Weighing Value and Patient Preference in Cancer Care: NCCN Evidence Blocks

Surabhi Dangi-Garimella, PhD

The “value” of value frameworks is in the perception of the stakeholder…that’s the truth. Each framework has unique features that cater to a specific stakeholder, but would ultimately have an impact on the healthcare system. One such value framework was proposed by the National Comprehensive Cancer Network (NCCN) last year. While the Evidence Blocks were initially developed for 2 cancer types (multiple myeloma and chronic myelogenous leukemia), the framework has rapidly expanded to include 8 more (breast cancer, colon cancer, kidney cancer, melanoma, non-Hodgkin’s lymphoma, non-small cell lung cancer, prostate cancer, and rectal cancer). At NCCN’s 21st Annual Conference, Robert Carlson, MD, chief executive officer, NCCN, provided a flavor for Evidence Blocks.

Carlson emphasized the fact that there is no “one size fits all” approach to cancer care: while a younger patient might want the most effective treatment despite the side effects, an older patient might be more concerned with the impact of treatment on quality of life. Some patients might be more concerned with affordability. NCCN’s Evidence Blocks have been devised to ease these discussions between physicians and patients, Carslon said. These are a graphic representation of 5 value measures, including efficacy, safety, quality and quantity of evidence, consistency of evidence, and affordability.

“NCCN members have some operational assumptions. Panelists are specifically told not to consider cost when generating guidelines,” said Carlson. “Cost is not considered when an agent or a regimen is chosen based on a Guideline, but cost information should be available in decision making.”

To generate Evidence Blocks, the NCCN staff identify systemic therapy recommendation on the Guideline. They then develop a survey instrument, including the 5 measures for each systemic recommendation. Each panelist then completes the survey across all 5 measures, responses are collated and an average score for each measure and each regimen is generated, and then a graph is plotted.
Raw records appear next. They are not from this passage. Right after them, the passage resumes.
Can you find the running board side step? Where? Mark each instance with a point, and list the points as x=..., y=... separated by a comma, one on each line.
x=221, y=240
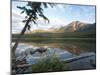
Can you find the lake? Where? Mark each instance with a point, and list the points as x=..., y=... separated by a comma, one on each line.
x=62, y=49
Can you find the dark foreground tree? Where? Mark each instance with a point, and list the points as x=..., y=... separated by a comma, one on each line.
x=33, y=10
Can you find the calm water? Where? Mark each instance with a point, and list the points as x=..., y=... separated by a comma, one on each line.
x=63, y=50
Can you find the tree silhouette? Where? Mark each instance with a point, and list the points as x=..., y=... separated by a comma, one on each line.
x=33, y=11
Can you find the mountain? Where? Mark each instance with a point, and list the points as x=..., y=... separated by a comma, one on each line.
x=77, y=26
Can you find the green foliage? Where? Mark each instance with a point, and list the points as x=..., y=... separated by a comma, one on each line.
x=35, y=10
x=45, y=65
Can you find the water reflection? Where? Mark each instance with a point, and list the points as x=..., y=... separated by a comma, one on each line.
x=61, y=50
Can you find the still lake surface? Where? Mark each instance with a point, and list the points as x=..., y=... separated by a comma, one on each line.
x=63, y=50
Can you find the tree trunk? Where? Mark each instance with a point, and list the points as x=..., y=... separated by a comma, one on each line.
x=15, y=46
x=22, y=33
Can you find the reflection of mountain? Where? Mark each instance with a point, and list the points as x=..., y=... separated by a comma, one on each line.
x=75, y=26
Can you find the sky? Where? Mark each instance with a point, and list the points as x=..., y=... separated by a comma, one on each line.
x=59, y=15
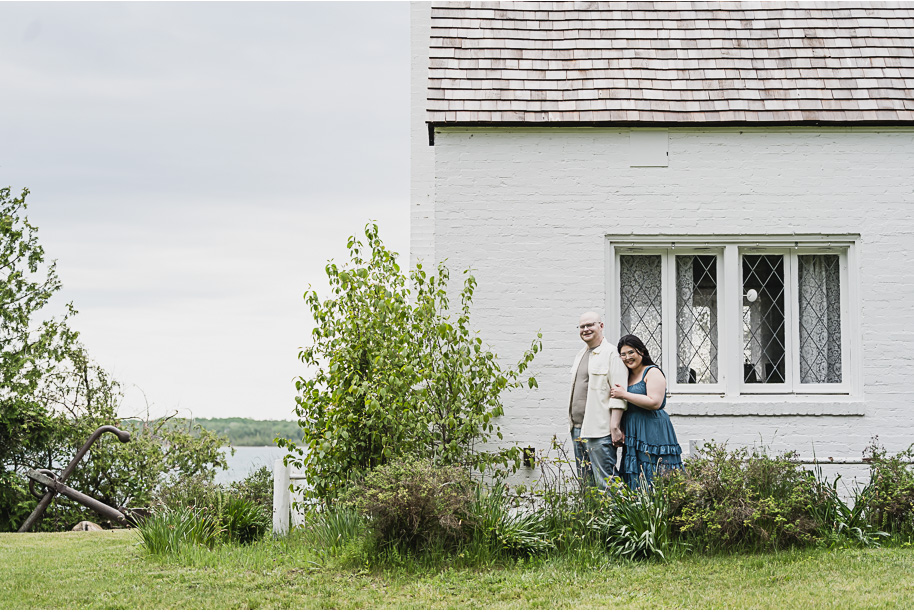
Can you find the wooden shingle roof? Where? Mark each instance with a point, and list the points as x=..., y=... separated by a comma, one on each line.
x=671, y=62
“We currently have Evidence Blocks for 10 tumor types,” said Carlson, “and by 2017, all systemic therapy Guidelines will have Evidence Blocks available for them. We also expect to develop Evidence Blocks for radiation and surgical oncology and diagnostics, in the future.”
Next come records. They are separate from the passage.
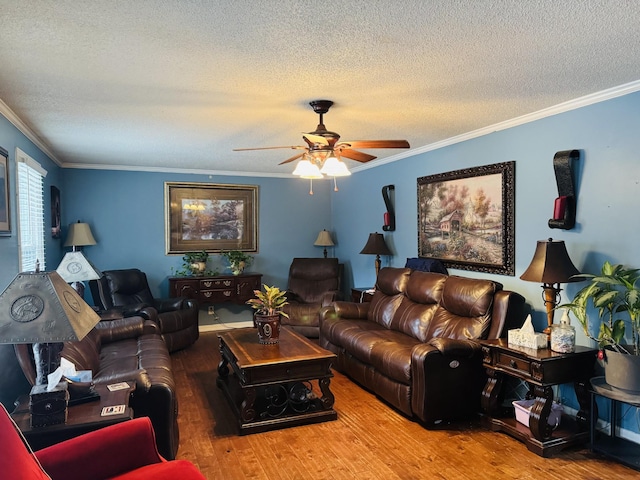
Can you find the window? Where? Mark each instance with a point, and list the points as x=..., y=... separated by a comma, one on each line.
x=30, y=212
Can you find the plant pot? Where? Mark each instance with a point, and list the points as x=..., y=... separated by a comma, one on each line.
x=622, y=370
x=268, y=328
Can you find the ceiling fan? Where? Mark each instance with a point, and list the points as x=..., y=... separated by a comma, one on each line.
x=323, y=149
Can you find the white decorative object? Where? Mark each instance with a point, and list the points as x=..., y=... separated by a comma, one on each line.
x=526, y=336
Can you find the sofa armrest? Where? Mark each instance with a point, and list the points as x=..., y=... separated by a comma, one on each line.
x=168, y=304
x=128, y=327
x=104, y=453
x=455, y=347
x=447, y=380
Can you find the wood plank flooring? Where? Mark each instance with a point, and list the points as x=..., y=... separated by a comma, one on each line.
x=370, y=440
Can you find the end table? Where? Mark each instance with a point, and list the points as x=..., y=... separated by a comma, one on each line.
x=540, y=369
x=81, y=418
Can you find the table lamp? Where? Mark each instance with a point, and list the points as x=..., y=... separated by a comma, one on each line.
x=40, y=308
x=551, y=265
x=324, y=240
x=376, y=246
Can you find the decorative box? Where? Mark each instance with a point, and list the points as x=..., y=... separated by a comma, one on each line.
x=48, y=408
x=523, y=407
x=530, y=340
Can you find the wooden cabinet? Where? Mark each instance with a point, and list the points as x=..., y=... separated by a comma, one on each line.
x=219, y=289
x=541, y=370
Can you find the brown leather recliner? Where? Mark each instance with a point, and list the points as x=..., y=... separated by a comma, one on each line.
x=313, y=283
x=128, y=291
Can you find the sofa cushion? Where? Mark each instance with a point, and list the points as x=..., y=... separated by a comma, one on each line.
x=465, y=309
x=390, y=288
x=416, y=310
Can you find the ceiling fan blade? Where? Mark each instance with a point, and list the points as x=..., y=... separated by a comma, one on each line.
x=355, y=155
x=293, y=147
x=295, y=157
x=376, y=144
x=310, y=137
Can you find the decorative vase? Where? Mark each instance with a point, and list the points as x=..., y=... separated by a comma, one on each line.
x=237, y=267
x=622, y=370
x=198, y=267
x=268, y=328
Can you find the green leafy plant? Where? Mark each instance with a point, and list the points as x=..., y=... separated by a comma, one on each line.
x=195, y=263
x=269, y=302
x=237, y=260
x=615, y=295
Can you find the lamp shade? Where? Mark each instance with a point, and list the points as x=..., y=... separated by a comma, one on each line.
x=551, y=264
x=75, y=267
x=376, y=245
x=79, y=235
x=40, y=307
x=324, y=239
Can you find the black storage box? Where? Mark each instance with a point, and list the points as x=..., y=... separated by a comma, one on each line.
x=48, y=408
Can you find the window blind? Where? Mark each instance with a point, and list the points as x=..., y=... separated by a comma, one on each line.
x=30, y=187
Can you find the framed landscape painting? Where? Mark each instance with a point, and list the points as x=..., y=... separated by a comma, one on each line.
x=466, y=218
x=210, y=217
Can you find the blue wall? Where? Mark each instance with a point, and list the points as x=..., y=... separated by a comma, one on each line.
x=126, y=211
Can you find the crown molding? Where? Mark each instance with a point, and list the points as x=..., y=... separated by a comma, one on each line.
x=574, y=104
x=28, y=132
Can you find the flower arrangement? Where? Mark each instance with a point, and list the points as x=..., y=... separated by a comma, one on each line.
x=237, y=260
x=269, y=302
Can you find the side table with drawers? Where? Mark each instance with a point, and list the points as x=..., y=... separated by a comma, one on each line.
x=541, y=370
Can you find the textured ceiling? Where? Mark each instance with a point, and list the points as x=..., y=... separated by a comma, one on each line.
x=179, y=84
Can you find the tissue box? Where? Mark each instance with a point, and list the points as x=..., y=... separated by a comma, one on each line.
x=48, y=408
x=523, y=407
x=529, y=340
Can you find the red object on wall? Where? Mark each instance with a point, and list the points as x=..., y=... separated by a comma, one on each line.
x=559, y=208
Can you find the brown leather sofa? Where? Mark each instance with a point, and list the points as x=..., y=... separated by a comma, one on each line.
x=128, y=291
x=413, y=344
x=313, y=283
x=128, y=349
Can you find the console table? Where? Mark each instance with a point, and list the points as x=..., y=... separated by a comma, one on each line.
x=219, y=289
x=540, y=369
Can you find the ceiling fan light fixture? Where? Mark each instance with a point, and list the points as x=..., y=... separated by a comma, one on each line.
x=335, y=168
x=306, y=169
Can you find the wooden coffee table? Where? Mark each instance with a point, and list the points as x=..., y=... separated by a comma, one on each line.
x=272, y=386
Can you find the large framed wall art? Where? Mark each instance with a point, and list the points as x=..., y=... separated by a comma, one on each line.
x=210, y=217
x=466, y=218
x=5, y=207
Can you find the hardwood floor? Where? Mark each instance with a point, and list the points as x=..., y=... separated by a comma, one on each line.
x=370, y=440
Carlson then compared some of the other value frameworks that are available with Evidence Blocks. The one developed by the American Society of Clinical Oncology (ASCO) generates a single score for each regimen, he said, irrespective of the patient’s value requirement. “ASCO’s framework does not consider some of the unique characteristics of the patient, such as their age, comorbidities, etc. Also, it favors overall survival benefit over other outcomes.” Carlson feels that the ASCO framework creates a significant bias against provider use of new and innovative agents.
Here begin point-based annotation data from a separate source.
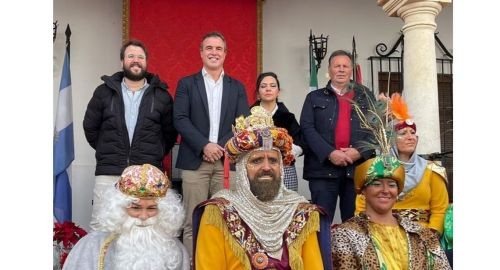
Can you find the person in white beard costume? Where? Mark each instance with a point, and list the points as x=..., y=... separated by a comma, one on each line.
x=140, y=223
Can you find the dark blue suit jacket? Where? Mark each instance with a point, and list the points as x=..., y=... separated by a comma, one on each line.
x=192, y=120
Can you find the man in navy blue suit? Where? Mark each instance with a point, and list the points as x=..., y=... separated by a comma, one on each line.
x=206, y=105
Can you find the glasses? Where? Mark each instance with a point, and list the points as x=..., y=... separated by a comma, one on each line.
x=133, y=56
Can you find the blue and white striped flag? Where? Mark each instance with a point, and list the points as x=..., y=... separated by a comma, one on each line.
x=64, y=151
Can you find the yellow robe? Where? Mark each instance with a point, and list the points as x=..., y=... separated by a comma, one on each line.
x=392, y=243
x=213, y=251
x=430, y=194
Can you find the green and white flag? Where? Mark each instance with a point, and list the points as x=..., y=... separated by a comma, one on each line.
x=313, y=83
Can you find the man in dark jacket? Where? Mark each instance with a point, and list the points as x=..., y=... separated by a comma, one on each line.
x=336, y=141
x=128, y=120
x=206, y=105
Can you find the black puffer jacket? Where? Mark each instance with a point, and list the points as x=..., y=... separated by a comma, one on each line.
x=318, y=120
x=106, y=131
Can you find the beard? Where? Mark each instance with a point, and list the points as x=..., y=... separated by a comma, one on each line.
x=127, y=72
x=265, y=190
x=144, y=245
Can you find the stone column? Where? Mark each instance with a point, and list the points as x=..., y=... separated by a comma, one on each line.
x=419, y=63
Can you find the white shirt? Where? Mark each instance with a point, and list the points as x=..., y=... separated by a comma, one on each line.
x=132, y=102
x=214, y=98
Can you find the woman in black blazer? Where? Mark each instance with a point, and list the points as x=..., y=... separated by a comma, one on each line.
x=267, y=90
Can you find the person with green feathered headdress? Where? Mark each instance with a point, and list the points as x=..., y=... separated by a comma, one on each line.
x=379, y=238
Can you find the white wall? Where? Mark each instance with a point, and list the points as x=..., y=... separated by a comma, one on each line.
x=96, y=40
x=286, y=28
x=95, y=51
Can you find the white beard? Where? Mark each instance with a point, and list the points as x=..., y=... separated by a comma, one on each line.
x=144, y=246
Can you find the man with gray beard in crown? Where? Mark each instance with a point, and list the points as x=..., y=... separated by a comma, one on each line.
x=139, y=224
x=259, y=223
The DrugAbacus, developed by the Center for Health Policy and Outcomes, Memorial Sloan Kettering Cancer Center, considers efficacy, safety or toxicity, extent of innovation, R&D costs, rarity of disease, and health burden in the population, and its existing cost. All these factors are used to deduce the right price for an existing drug. “This may be of value to payers, and maybe to the drug industry,” said Carlson. He was unsure of the value of DrugAbacus to the patient.

The last framework he spoke about is the one developed by the Institute of Comparative Effectiveness Research or ICER, which Carlson said is similar to the NICE system in England. “ICER’s framework was developed by payers and the pharmaceutical industry in tandem. Additionally, ASCO and patient advocates were also a part of the development process,” he said. While ICER’s framework came up with a value-based price benchmark, which can be useful for payers, Carlson thinks that the more common diseases stand a low probability of being supported by ICER.

He ended with “NCCN’s Evidence Blocks provide information that can help patients and providers make their value decision together.”